Agnieszka Rychlewska findet Zürich einen guten Ort zum Leben. «Man hat hier sehr viele Möglichkeiten, wenn man weiss, was man möchte.» Auf Nachfrage präzisiert sie, dass sie hierbei an die beruflichen Möglichkeiten denke. Seit 2015 ist sie selbständig. Unter anderem bietet sie Workshops für Firmen und Teams an, die «neue Wege» erarbeiten möchten, sowie «Coaching im Bereich Kreativität und Innovation».

Regelmässig beichten und zum Gottesdienst

Agnieszka Rychlewska nutzt viele Möglichkeiten, die die Limmatstadt im Bereich der Spiritualität bietet. Sie beichtet regelmässig. Mehrmals pro Woche geht sie zur Messe, in verschiedenen Kirchen. Jeden Tag an einem Gottesdienst teilzunehmen, wäre jedoch schwierig, sagt sie. «Man müsste durch ganz Zürich reisen.» In der Schweiz sei es nicht wie in Polen, wo jede Pfarrei täglich mehrere Gottesdienste anbiete.

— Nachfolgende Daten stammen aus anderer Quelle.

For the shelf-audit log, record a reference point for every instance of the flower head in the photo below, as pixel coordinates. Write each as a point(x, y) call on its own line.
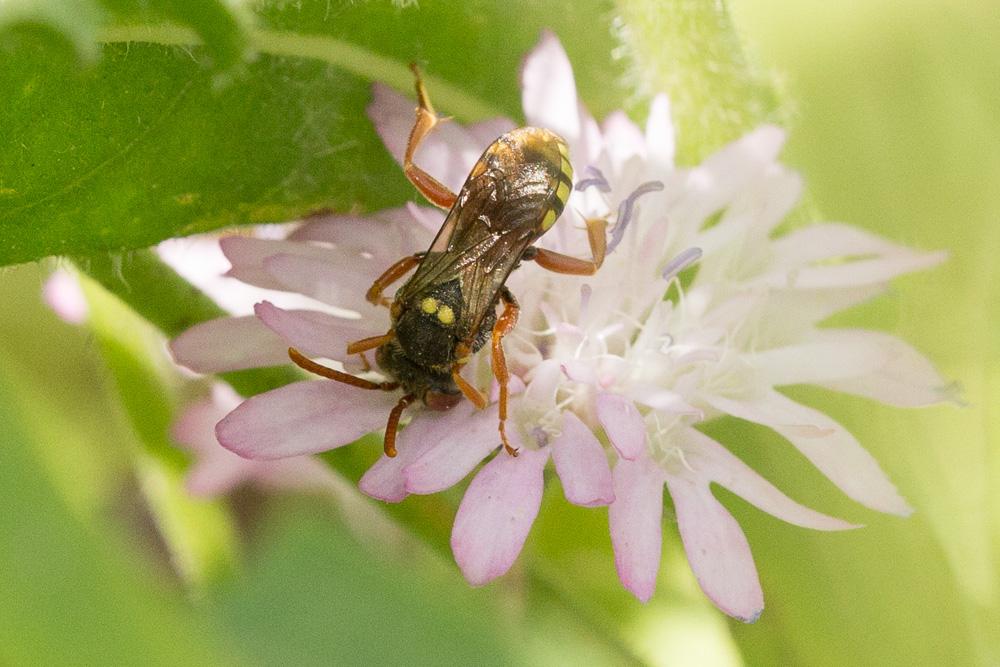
point(600, 360)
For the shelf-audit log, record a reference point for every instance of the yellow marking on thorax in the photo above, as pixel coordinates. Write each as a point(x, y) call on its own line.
point(445, 314)
point(549, 220)
point(432, 306)
point(562, 192)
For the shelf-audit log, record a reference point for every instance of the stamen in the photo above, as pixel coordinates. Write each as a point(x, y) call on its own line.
point(585, 292)
point(625, 210)
point(681, 262)
point(596, 180)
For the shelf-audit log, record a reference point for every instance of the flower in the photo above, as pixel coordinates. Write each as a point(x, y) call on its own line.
point(602, 359)
point(216, 471)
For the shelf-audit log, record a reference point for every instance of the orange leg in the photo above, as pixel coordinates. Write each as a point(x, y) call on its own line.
point(504, 325)
point(370, 343)
point(437, 193)
point(559, 263)
point(389, 444)
point(391, 275)
point(467, 389)
point(319, 369)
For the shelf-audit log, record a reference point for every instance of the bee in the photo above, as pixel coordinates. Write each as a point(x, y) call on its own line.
point(447, 310)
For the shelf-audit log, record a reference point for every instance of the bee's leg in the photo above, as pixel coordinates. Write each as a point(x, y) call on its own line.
point(470, 392)
point(462, 352)
point(560, 263)
point(308, 364)
point(389, 444)
point(504, 325)
point(436, 192)
point(389, 276)
point(370, 343)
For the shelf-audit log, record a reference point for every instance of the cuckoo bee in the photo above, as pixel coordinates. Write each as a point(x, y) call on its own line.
point(447, 310)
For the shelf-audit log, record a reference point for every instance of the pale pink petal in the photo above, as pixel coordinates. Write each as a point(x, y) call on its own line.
point(582, 464)
point(216, 474)
point(834, 451)
point(548, 89)
point(717, 550)
point(485, 132)
point(385, 479)
point(624, 425)
point(660, 141)
point(717, 180)
point(229, 344)
point(430, 219)
point(340, 285)
point(708, 461)
point(905, 378)
point(313, 333)
point(64, 296)
point(303, 418)
point(247, 256)
point(386, 236)
point(465, 442)
point(496, 514)
point(634, 519)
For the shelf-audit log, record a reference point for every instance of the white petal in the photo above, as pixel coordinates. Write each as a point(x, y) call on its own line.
point(818, 360)
point(303, 418)
point(468, 435)
point(904, 378)
point(717, 550)
point(548, 89)
point(708, 461)
point(624, 425)
point(622, 140)
point(340, 285)
point(834, 451)
point(866, 258)
point(660, 140)
point(496, 514)
point(229, 344)
point(634, 519)
point(582, 464)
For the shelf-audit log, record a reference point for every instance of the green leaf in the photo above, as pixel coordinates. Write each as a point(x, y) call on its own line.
point(158, 140)
point(71, 592)
point(199, 533)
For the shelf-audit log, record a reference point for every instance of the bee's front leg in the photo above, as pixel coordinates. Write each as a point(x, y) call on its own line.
point(435, 191)
point(560, 263)
point(504, 325)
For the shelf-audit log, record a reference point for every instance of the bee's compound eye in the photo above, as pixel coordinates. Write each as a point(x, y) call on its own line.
point(440, 401)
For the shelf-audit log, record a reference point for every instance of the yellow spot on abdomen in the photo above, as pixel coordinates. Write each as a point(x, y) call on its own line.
point(446, 314)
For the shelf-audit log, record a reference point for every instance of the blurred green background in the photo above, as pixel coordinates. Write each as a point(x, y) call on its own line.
point(894, 117)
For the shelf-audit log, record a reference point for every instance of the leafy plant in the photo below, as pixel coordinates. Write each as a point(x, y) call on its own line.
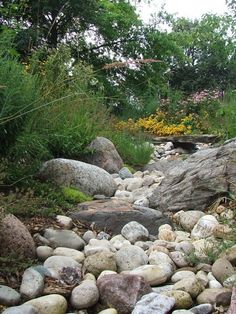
point(74, 196)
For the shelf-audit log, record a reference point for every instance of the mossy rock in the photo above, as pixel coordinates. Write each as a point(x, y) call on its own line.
point(74, 195)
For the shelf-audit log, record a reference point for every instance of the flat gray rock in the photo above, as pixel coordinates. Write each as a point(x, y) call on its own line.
point(199, 180)
point(112, 215)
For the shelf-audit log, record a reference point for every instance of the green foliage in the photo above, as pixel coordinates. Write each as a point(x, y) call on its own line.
point(18, 94)
point(134, 150)
point(74, 196)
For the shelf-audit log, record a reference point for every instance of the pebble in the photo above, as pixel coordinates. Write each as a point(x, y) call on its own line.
point(134, 231)
point(32, 284)
point(9, 296)
point(78, 256)
point(85, 295)
point(64, 238)
point(50, 304)
point(154, 303)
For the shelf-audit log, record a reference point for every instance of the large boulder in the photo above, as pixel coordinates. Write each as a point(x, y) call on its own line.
point(198, 181)
point(87, 178)
point(104, 155)
point(113, 214)
point(15, 238)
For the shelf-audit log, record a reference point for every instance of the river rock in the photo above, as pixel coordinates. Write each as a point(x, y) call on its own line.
point(8, 296)
point(130, 257)
point(64, 238)
point(183, 299)
point(99, 262)
point(113, 214)
point(102, 153)
point(32, 284)
point(134, 231)
point(58, 262)
point(88, 178)
point(222, 269)
point(153, 274)
point(189, 219)
point(154, 303)
point(15, 238)
point(190, 285)
point(21, 309)
point(122, 291)
point(97, 246)
point(205, 175)
point(50, 304)
point(75, 254)
point(213, 296)
point(85, 295)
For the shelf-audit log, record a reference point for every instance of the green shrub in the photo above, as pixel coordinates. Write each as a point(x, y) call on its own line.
point(73, 195)
point(134, 150)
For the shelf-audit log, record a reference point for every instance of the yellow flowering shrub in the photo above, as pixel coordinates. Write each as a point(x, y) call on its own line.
point(157, 124)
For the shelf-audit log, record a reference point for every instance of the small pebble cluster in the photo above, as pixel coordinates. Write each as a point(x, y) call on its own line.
point(132, 272)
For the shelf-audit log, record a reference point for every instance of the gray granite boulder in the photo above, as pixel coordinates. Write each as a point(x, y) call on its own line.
point(199, 180)
point(113, 214)
point(88, 178)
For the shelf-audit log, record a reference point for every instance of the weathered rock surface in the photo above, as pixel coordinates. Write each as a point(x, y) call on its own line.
point(122, 291)
point(154, 303)
point(197, 181)
point(88, 178)
point(104, 155)
point(15, 238)
point(113, 214)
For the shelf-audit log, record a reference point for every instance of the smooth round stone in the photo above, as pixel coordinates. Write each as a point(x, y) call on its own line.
point(43, 252)
point(165, 227)
point(214, 284)
point(189, 219)
point(58, 262)
point(182, 312)
point(107, 272)
point(50, 304)
point(118, 241)
point(130, 257)
point(230, 282)
point(109, 311)
point(21, 309)
point(190, 285)
point(97, 246)
point(211, 295)
point(153, 274)
point(99, 262)
point(202, 278)
point(157, 258)
point(181, 274)
point(132, 184)
point(64, 221)
point(222, 269)
point(183, 299)
point(85, 295)
point(8, 296)
point(64, 238)
point(103, 236)
point(144, 245)
point(166, 235)
point(88, 235)
point(185, 247)
point(78, 256)
point(179, 258)
point(134, 231)
point(154, 303)
point(204, 227)
point(202, 309)
point(32, 284)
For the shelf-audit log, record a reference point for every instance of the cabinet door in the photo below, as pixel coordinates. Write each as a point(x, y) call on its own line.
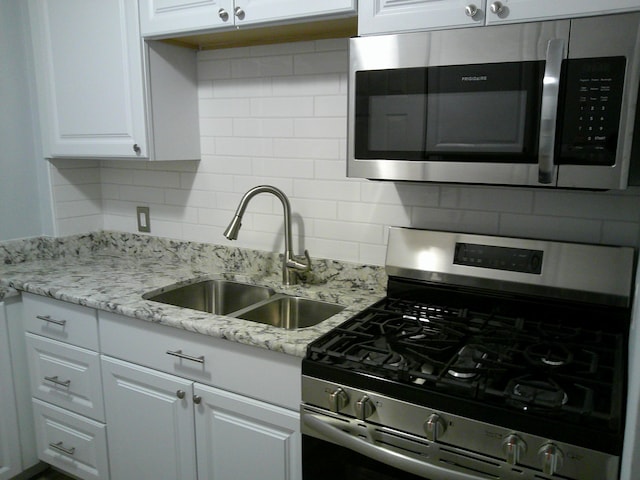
point(9, 448)
point(238, 437)
point(531, 10)
point(88, 61)
point(164, 17)
point(263, 11)
point(150, 420)
point(384, 16)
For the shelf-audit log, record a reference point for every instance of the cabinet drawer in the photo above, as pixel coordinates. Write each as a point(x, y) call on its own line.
point(255, 372)
point(70, 442)
point(60, 320)
point(65, 375)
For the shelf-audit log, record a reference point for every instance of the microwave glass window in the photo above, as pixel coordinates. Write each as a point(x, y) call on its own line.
point(476, 122)
point(397, 122)
point(486, 112)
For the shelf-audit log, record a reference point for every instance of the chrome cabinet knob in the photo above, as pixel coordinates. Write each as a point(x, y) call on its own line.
point(338, 399)
point(497, 8)
point(364, 408)
point(434, 427)
point(471, 10)
point(513, 447)
point(551, 458)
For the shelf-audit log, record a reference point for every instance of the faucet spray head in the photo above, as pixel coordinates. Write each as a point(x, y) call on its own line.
point(234, 227)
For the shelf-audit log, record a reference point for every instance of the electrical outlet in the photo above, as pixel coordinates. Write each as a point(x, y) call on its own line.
point(144, 221)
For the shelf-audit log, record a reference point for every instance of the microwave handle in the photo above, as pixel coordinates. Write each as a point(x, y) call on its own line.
point(549, 110)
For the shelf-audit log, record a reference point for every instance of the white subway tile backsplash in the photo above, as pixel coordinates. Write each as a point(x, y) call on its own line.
point(330, 106)
point(306, 147)
point(320, 127)
point(455, 220)
point(224, 107)
point(334, 61)
point(553, 228)
point(244, 146)
point(282, 106)
point(267, 66)
point(604, 205)
point(253, 87)
point(283, 167)
point(349, 231)
point(487, 198)
point(307, 85)
point(276, 114)
point(375, 213)
point(263, 127)
point(142, 194)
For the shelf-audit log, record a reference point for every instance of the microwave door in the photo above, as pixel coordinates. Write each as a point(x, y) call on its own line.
point(547, 168)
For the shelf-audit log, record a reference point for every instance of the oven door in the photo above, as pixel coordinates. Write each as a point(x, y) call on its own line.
point(343, 448)
point(456, 106)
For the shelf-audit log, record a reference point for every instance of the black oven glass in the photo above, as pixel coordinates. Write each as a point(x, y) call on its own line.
point(484, 113)
point(323, 460)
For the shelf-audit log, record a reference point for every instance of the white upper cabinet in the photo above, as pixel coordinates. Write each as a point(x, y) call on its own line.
point(531, 10)
point(386, 16)
point(382, 16)
point(171, 17)
point(103, 92)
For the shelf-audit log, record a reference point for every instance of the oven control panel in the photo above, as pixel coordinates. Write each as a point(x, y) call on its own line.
point(498, 258)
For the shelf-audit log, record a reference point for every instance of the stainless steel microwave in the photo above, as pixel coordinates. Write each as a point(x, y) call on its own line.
point(538, 104)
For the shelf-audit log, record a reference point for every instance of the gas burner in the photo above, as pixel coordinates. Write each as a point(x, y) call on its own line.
point(529, 392)
point(551, 354)
point(467, 363)
point(391, 359)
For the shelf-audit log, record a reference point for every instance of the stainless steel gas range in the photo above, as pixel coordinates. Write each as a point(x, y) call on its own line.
point(490, 358)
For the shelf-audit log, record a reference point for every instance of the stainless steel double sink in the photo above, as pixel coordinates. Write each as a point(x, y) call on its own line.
point(249, 302)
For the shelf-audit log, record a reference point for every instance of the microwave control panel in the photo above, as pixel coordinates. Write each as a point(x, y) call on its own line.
point(592, 106)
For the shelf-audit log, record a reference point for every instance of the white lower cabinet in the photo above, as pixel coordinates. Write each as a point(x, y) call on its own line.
point(119, 398)
point(159, 424)
point(239, 437)
point(150, 418)
point(17, 438)
point(165, 422)
point(70, 442)
point(66, 385)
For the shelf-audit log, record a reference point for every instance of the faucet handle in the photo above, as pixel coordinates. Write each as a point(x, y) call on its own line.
point(297, 265)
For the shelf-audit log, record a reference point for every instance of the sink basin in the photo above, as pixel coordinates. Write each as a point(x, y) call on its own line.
point(291, 312)
point(214, 296)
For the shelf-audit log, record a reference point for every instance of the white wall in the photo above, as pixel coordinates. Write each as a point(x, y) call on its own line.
point(25, 202)
point(277, 114)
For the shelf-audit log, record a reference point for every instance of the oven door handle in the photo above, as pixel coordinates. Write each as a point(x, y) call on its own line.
point(549, 110)
point(381, 454)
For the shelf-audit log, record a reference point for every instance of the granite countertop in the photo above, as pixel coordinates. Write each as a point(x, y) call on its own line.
point(111, 272)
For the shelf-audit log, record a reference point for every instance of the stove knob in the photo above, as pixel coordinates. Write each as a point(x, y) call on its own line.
point(435, 427)
point(364, 408)
point(551, 458)
point(338, 399)
point(513, 447)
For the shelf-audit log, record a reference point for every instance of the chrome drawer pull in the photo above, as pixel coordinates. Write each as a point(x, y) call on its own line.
point(61, 448)
point(179, 354)
point(55, 380)
point(48, 319)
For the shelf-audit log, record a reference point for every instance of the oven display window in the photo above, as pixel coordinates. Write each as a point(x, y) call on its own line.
point(499, 258)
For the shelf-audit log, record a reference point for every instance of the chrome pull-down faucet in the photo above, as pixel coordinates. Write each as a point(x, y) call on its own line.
point(289, 263)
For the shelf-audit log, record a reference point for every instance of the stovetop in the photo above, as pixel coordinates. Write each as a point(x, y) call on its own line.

Sie habe das Glück gehabt, nach ihrer Ankunft in Zürich ziemlich schnell auf die Polenmission gestossen zu sein. Mit der Zeit habe sie zudem zahlreiche religiöse Angebote ausserhalb der Mission entdeckt. «Die haben mir wirklich geholfen, meine Spiritualität zu vertiefen.»

Ewige Anbetung und Vorträge

Rychlewska erwähnt die Ewige Anbetung in der Oremus-Kapelle mitten im Niederdorf, wo Menschen vor dem Allerheiligsten verweilen können. Auch in Liebfrauen, der Hauptpfarrkirche der Stadt Zürich, gebe es viele Angebote, etwa die «Worship Wednesdays», die Jugendgottesdienste der Lobpreis-Bewegung Adoray. Dann habe sie auch die interreligiöse «Woche der Religionen» entdeckt. «Wenn man sucht, findet man viel.»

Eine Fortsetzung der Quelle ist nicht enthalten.